By James H. Burns, Guest Columnist

How can there have been virtually no mention of one of the most amazing sights one will ever witness in New York?

I was taken by surprise the other day by a local landmark, and was perhaps even more astonished because this particular vision might no longer exist with the next few weeks, and will certainly be gone forever, by the coming months…

Yankee Stadium, the original, that is, has been reduced to a cavern of debris, viewable only through the spaces in the fence that now surrounds it.

But conversely, cutting across this shire of destruction, there’s also a kind of MAGICAL pathway (if equally under-reported), connecting across the street from the new Stadium’s Babe Ruth Plaza to an adjunct of River Avenue.

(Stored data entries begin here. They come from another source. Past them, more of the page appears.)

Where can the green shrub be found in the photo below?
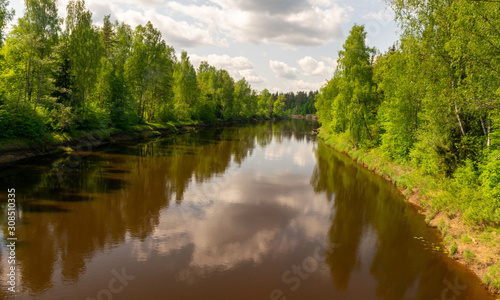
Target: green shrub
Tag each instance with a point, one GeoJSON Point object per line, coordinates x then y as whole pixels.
{"type": "Point", "coordinates": [23, 123]}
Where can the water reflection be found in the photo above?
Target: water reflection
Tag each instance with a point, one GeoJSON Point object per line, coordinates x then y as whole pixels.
{"type": "Point", "coordinates": [219, 214]}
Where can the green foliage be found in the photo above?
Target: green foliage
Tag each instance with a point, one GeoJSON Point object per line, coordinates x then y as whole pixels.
{"type": "Point", "coordinates": [469, 255]}
{"type": "Point", "coordinates": [492, 276]}
{"type": "Point", "coordinates": [453, 248]}
{"type": "Point", "coordinates": [23, 123]}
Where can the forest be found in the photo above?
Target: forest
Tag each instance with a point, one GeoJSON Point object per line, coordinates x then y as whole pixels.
{"type": "Point", "coordinates": [59, 76]}
{"type": "Point", "coordinates": [430, 104]}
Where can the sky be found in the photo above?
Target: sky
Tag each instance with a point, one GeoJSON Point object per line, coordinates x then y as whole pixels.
{"type": "Point", "coordinates": [281, 45]}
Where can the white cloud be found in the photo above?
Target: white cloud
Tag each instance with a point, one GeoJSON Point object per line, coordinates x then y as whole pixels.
{"type": "Point", "coordinates": [301, 85]}
{"type": "Point", "coordinates": [384, 15]}
{"type": "Point", "coordinates": [283, 70]}
{"type": "Point", "coordinates": [255, 21]}
{"type": "Point", "coordinates": [332, 62]}
{"type": "Point", "coordinates": [238, 66]}
{"type": "Point", "coordinates": [312, 67]}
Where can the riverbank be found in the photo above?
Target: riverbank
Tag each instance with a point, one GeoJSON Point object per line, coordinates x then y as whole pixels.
{"type": "Point", "coordinates": [475, 246]}
{"type": "Point", "coordinates": [15, 149]}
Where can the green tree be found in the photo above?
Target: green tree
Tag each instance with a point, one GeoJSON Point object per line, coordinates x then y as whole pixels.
{"type": "Point", "coordinates": [5, 16]}
{"type": "Point", "coordinates": [185, 88]}
{"type": "Point", "coordinates": [354, 107]}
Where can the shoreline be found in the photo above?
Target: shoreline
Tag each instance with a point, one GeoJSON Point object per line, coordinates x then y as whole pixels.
{"type": "Point", "coordinates": [452, 229]}
{"type": "Point", "coordinates": [19, 148]}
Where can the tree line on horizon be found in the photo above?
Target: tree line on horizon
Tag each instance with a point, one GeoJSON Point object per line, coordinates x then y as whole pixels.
{"type": "Point", "coordinates": [432, 101]}
{"type": "Point", "coordinates": [62, 75]}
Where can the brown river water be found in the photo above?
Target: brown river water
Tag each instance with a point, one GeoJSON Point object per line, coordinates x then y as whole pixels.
{"type": "Point", "coordinates": [255, 211]}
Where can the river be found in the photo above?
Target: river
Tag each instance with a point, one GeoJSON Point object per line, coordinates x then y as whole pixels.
{"type": "Point", "coordinates": [254, 211]}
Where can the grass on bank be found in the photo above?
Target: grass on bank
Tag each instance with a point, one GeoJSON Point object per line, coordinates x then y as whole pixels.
{"type": "Point", "coordinates": [467, 228]}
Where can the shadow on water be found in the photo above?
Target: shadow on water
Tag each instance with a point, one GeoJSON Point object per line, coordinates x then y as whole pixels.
{"type": "Point", "coordinates": [119, 200]}
{"type": "Point", "coordinates": [379, 236]}
{"type": "Point", "coordinates": [99, 198]}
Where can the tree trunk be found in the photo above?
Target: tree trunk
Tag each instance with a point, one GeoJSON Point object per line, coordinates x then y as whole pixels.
{"type": "Point", "coordinates": [488, 142]}
{"type": "Point", "coordinates": [459, 119]}
{"type": "Point", "coordinates": [39, 88]}
{"type": "Point", "coordinates": [416, 119]}
{"type": "Point", "coordinates": [140, 106]}
{"type": "Point", "coordinates": [19, 96]}
{"type": "Point", "coordinates": [28, 79]}
{"type": "Point", "coordinates": [456, 109]}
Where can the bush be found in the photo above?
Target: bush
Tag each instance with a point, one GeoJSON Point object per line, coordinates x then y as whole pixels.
{"type": "Point", "coordinates": [23, 123]}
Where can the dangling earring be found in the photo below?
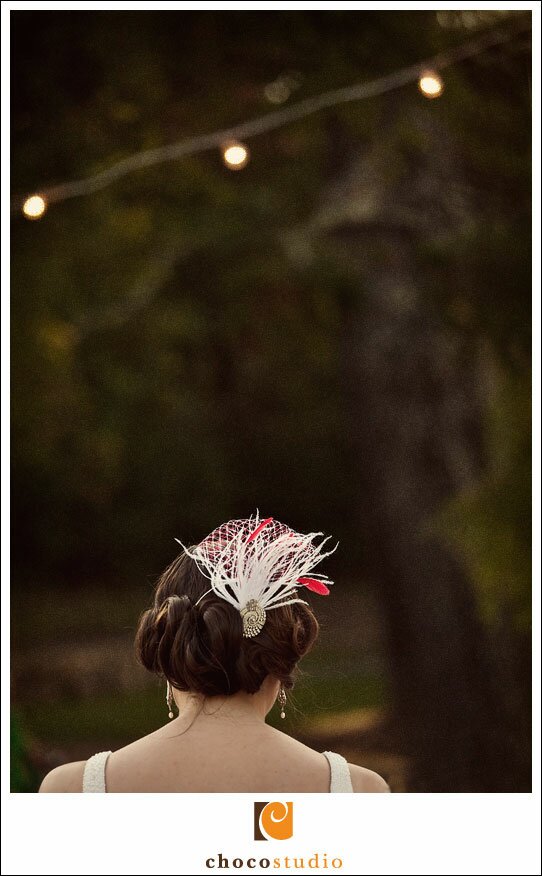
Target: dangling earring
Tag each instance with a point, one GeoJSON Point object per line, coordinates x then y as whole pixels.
{"type": "Point", "coordinates": [169, 700]}
{"type": "Point", "coordinates": [282, 701]}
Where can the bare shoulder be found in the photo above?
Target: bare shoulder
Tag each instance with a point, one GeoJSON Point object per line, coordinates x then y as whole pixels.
{"type": "Point", "coordinates": [67, 778]}
{"type": "Point", "coordinates": [367, 781]}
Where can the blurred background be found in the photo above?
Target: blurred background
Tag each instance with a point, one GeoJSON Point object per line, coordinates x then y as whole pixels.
{"type": "Point", "coordinates": [329, 323]}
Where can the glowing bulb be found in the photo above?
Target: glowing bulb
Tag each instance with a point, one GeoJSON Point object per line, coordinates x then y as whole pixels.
{"type": "Point", "coordinates": [235, 156]}
{"type": "Point", "coordinates": [34, 207]}
{"type": "Point", "coordinates": [430, 84]}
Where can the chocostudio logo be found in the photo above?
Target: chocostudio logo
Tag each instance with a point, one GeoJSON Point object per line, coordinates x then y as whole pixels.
{"type": "Point", "coordinates": [273, 820]}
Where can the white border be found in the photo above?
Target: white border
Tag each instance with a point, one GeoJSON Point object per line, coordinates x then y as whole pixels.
{"type": "Point", "coordinates": [395, 834]}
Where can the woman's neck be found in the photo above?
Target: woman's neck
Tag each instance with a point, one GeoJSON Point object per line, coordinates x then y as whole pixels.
{"type": "Point", "coordinates": [251, 708]}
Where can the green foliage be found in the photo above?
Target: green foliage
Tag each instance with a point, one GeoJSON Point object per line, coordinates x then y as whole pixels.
{"type": "Point", "coordinates": [491, 523]}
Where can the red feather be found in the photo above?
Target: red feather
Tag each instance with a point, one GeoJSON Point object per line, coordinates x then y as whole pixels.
{"type": "Point", "coordinates": [314, 585]}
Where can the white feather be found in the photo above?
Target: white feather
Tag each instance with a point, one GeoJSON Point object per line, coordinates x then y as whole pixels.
{"type": "Point", "coordinates": [266, 567]}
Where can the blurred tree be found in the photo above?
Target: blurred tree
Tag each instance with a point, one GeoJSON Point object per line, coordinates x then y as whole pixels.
{"type": "Point", "coordinates": [339, 330]}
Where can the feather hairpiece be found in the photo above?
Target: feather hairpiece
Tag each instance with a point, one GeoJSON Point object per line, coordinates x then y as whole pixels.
{"type": "Point", "coordinates": [257, 565]}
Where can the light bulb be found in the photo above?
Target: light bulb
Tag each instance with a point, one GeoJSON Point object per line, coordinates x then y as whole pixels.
{"type": "Point", "coordinates": [235, 156]}
{"type": "Point", "coordinates": [430, 84]}
{"type": "Point", "coordinates": [34, 207]}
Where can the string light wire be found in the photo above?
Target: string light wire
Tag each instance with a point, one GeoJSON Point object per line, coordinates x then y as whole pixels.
{"type": "Point", "coordinates": [277, 119]}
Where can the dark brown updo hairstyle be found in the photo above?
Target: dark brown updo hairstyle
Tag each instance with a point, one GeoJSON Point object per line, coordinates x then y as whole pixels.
{"type": "Point", "coordinates": [201, 648]}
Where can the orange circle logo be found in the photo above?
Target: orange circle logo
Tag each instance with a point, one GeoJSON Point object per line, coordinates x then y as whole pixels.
{"type": "Point", "coordinates": [274, 820]}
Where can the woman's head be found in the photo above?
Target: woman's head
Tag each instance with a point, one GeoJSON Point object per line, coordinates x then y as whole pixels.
{"type": "Point", "coordinates": [201, 647]}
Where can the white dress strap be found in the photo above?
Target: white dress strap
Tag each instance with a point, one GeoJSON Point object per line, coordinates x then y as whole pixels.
{"type": "Point", "coordinates": [94, 773]}
{"type": "Point", "coordinates": [340, 781]}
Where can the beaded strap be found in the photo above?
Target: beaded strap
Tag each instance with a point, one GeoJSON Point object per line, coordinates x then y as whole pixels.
{"type": "Point", "coordinates": [94, 774]}
{"type": "Point", "coordinates": [340, 781]}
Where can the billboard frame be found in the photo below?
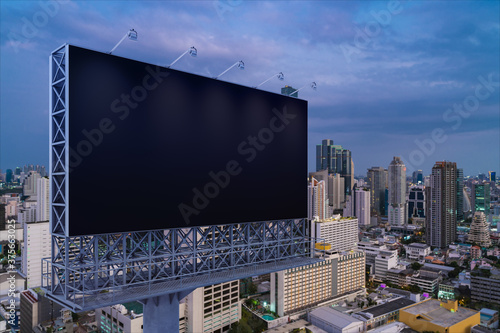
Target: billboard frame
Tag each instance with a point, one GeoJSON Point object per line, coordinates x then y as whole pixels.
{"type": "Point", "coordinates": [85, 272]}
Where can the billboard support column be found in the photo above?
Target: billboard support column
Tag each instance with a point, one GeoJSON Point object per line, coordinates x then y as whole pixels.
{"type": "Point", "coordinates": [161, 313]}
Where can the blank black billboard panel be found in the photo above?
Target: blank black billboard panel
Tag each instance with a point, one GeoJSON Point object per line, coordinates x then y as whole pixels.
{"type": "Point", "coordinates": [156, 148]}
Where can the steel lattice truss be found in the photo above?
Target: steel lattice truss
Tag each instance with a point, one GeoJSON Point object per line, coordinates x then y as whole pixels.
{"type": "Point", "coordinates": [86, 272]}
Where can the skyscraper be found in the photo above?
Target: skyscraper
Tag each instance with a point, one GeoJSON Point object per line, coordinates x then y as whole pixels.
{"type": "Point", "coordinates": [416, 202]}
{"type": "Point", "coordinates": [441, 222]}
{"type": "Point", "coordinates": [480, 196]}
{"type": "Point", "coordinates": [317, 205]}
{"type": "Point", "coordinates": [397, 192]}
{"type": "Point", "coordinates": [417, 177]}
{"type": "Point", "coordinates": [336, 160]}
{"type": "Point", "coordinates": [460, 194]}
{"type": "Point", "coordinates": [493, 176]}
{"type": "Point", "coordinates": [287, 90]}
{"type": "Point", "coordinates": [479, 230]}
{"type": "Point", "coordinates": [362, 206]}
{"type": "Point", "coordinates": [377, 180]}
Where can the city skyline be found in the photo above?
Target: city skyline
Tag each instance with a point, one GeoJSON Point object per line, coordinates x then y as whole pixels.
{"type": "Point", "coordinates": [388, 91]}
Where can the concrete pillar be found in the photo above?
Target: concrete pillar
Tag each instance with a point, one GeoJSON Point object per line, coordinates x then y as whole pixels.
{"type": "Point", "coordinates": [161, 313]}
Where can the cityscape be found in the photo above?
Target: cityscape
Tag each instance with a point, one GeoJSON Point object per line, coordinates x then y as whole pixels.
{"type": "Point", "coordinates": [394, 109]}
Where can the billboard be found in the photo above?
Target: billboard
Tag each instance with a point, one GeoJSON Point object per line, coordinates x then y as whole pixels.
{"type": "Point", "coordinates": [156, 148]}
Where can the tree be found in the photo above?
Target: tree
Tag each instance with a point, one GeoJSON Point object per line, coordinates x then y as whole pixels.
{"type": "Point", "coordinates": [252, 288]}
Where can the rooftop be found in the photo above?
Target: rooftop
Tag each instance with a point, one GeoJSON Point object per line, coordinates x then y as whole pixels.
{"type": "Point", "coordinates": [329, 314]}
{"type": "Point", "coordinates": [382, 309]}
{"type": "Point", "coordinates": [433, 311]}
{"type": "Point", "coordinates": [420, 245]}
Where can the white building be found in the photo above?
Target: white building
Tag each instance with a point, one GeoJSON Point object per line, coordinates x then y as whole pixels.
{"type": "Point", "coordinates": [479, 230]}
{"type": "Point", "coordinates": [340, 233]}
{"type": "Point", "coordinates": [36, 246]}
{"type": "Point", "coordinates": [317, 205]}
{"type": "Point", "coordinates": [213, 308]}
{"type": "Point", "coordinates": [417, 251]}
{"type": "Point", "coordinates": [397, 192]}
{"type": "Point", "coordinates": [385, 260]}
{"type": "Point", "coordinates": [333, 321]}
{"type": "Point", "coordinates": [339, 276]}
{"type": "Point", "coordinates": [43, 203]}
{"type": "Point", "coordinates": [120, 318]}
{"type": "Point", "coordinates": [358, 205]}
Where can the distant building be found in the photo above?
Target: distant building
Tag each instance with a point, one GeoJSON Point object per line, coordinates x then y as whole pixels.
{"type": "Point", "coordinates": [377, 181]}
{"type": "Point", "coordinates": [460, 194]}
{"type": "Point", "coordinates": [333, 321]}
{"type": "Point", "coordinates": [480, 196]}
{"type": "Point", "coordinates": [213, 308]}
{"type": "Point", "coordinates": [35, 308]}
{"type": "Point", "coordinates": [486, 288]}
{"type": "Point", "coordinates": [337, 160]}
{"type": "Point", "coordinates": [397, 192]}
{"type": "Point", "coordinates": [492, 176]}
{"type": "Point", "coordinates": [317, 200]}
{"type": "Point", "coordinates": [287, 90]}
{"type": "Point", "coordinates": [417, 251]}
{"type": "Point", "coordinates": [441, 222]}
{"type": "Point", "coordinates": [340, 233]}
{"type": "Point", "coordinates": [416, 202]}
{"type": "Point", "coordinates": [383, 314]}
{"type": "Point", "coordinates": [36, 246]}
{"type": "Point", "coordinates": [417, 177]}
{"type": "Point", "coordinates": [479, 232]}
{"type": "Point", "coordinates": [127, 317]}
{"type": "Point", "coordinates": [385, 260]}
{"type": "Point", "coordinates": [340, 275]}
{"type": "Point", "coordinates": [435, 316]}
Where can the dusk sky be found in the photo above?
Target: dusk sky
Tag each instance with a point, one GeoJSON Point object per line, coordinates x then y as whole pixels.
{"type": "Point", "coordinates": [416, 79]}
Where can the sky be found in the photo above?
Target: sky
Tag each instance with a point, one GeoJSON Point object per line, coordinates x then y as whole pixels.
{"type": "Point", "coordinates": [416, 79]}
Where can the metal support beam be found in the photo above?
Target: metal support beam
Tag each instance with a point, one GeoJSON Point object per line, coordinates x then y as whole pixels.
{"type": "Point", "coordinates": [161, 313]}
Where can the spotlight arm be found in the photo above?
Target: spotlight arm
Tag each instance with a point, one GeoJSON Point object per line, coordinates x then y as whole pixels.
{"type": "Point", "coordinates": [192, 50]}
{"type": "Point", "coordinates": [312, 85]}
{"type": "Point", "coordinates": [128, 34]}
{"type": "Point", "coordinates": [279, 75]}
{"type": "Point", "coordinates": [240, 64]}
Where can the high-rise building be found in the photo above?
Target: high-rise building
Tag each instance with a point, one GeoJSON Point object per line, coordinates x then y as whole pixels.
{"type": "Point", "coordinates": [43, 204]}
{"type": "Point", "coordinates": [460, 194]}
{"type": "Point", "coordinates": [35, 308]}
{"type": "Point", "coordinates": [480, 197]}
{"type": "Point", "coordinates": [340, 275]}
{"type": "Point", "coordinates": [317, 205]}
{"type": "Point", "coordinates": [336, 160]}
{"type": "Point", "coordinates": [9, 176]}
{"type": "Point", "coordinates": [416, 202]}
{"type": "Point", "coordinates": [35, 247]}
{"type": "Point", "coordinates": [361, 208]}
{"type": "Point", "coordinates": [30, 185]}
{"type": "Point", "coordinates": [213, 308]}
{"type": "Point", "coordinates": [479, 230]}
{"type": "Point", "coordinates": [3, 218]}
{"type": "Point", "coordinates": [287, 90]}
{"type": "Point", "coordinates": [493, 176]}
{"type": "Point", "coordinates": [417, 177]}
{"type": "Point", "coordinates": [397, 192]}
{"type": "Point", "coordinates": [441, 223]}
{"type": "Point", "coordinates": [340, 233]}
{"type": "Point", "coordinates": [377, 180]}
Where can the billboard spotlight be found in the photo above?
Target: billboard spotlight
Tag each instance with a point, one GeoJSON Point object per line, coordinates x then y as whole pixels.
{"type": "Point", "coordinates": [131, 34]}
{"type": "Point", "coordinates": [192, 51]}
{"type": "Point", "coordinates": [312, 85]}
{"type": "Point", "coordinates": [280, 77]}
{"type": "Point", "coordinates": [240, 64]}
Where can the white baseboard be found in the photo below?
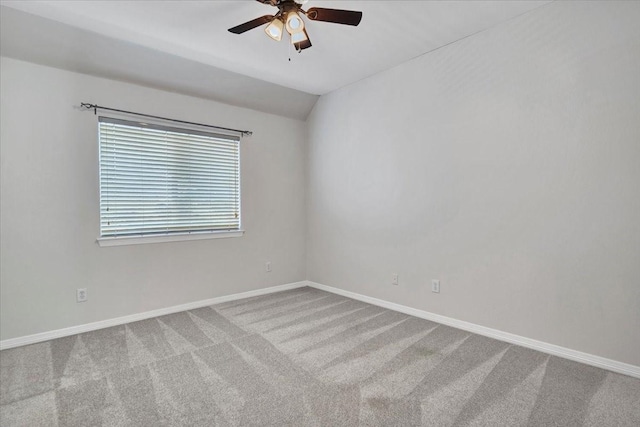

Maybe it was the fancifulness of a gentleman at either end of that path playing “Take Me Out to the Ballgame” on a plastic flute, their piping drifting through the waves of heat…

Or perhaps I was struck by the remnants in my mind of a wonderful afternoon spent sitting high in the upper deck humidity, above that magnificent outfield view in the Stadium…

But the truth of the matter is that I was walking through hollowed ground, passing over what once was roughly the heart of Yankee Stadium’s playing field. Surrounded on either side by high wooden walls, it didn’t take too much whimsy to imagine that I was now passing through a corridor in time.

Don’t get me wrong.  One can reasonably feel it’s tragic that where once there was a tapestry of enchantment, there is now only asphalt, and beyond the fences, mounds of rock and rubble. It will always be an unnecessary disgrace that Yankee Stadium was torn down.

But that said, the new ballpark is magnificent, almost a palace of the diamond.

And it’s pleasing to know that where the original Stadium once stood will soon be PUBLIC baseball fields, and other athletic amenities.

“Heritage Field” will encompass eleven acres, scheduled to open towards the end of the 2011. The Joseph Yancy Track and Field complex has ALREADY begun operations, at Macombs Dam Park.And there’s also a lovely, small kiddy playground at the end of River Avenue’s retinue of bars and souvenir stands, just beneath that lovely mural of past Yankees, where only a parking lot once existed.

To be sure, the projects have not been without their controversy. The Yankees actually gutted over twenty acres of existing parkland to construct their new home. Creating these expanses was part of the Yankee’s overall development agreement with the City, which allowed them to gut the existing community fields for the new Yankee Stadium’s construction. But local activists point out that the replacement “green spaces” are late, the baseball fields will have been cut from five to three, and that the overall acreage has also been reduced.

The Yankees insist that there is still room for expansion.  It’s disappointing that the neighborhood’s kids will have spent a FOURTH summer without all of their ballfields. The legacy of so many great major leaguers who played within these streets, and those fans that loved them, could have been greater.

But I as peered through that knothole the other afternoon, I couldn’t help but also glimpse the future, and envision a sward growing through the ruins…

These parks insure that the next generation will have access to the happy splendor of sweat, grass and delight–sylvan meadows in the midst of a metropolis, really–where so many dreams and legends have already been sown, and enjoyed.

(James H. (Jim) Burns is a writer/actor living on Long Island who has written features for GQ, Esquire, Heavy Metal, Twilight Zone and Op-Eds for Newsday and The New York Times.)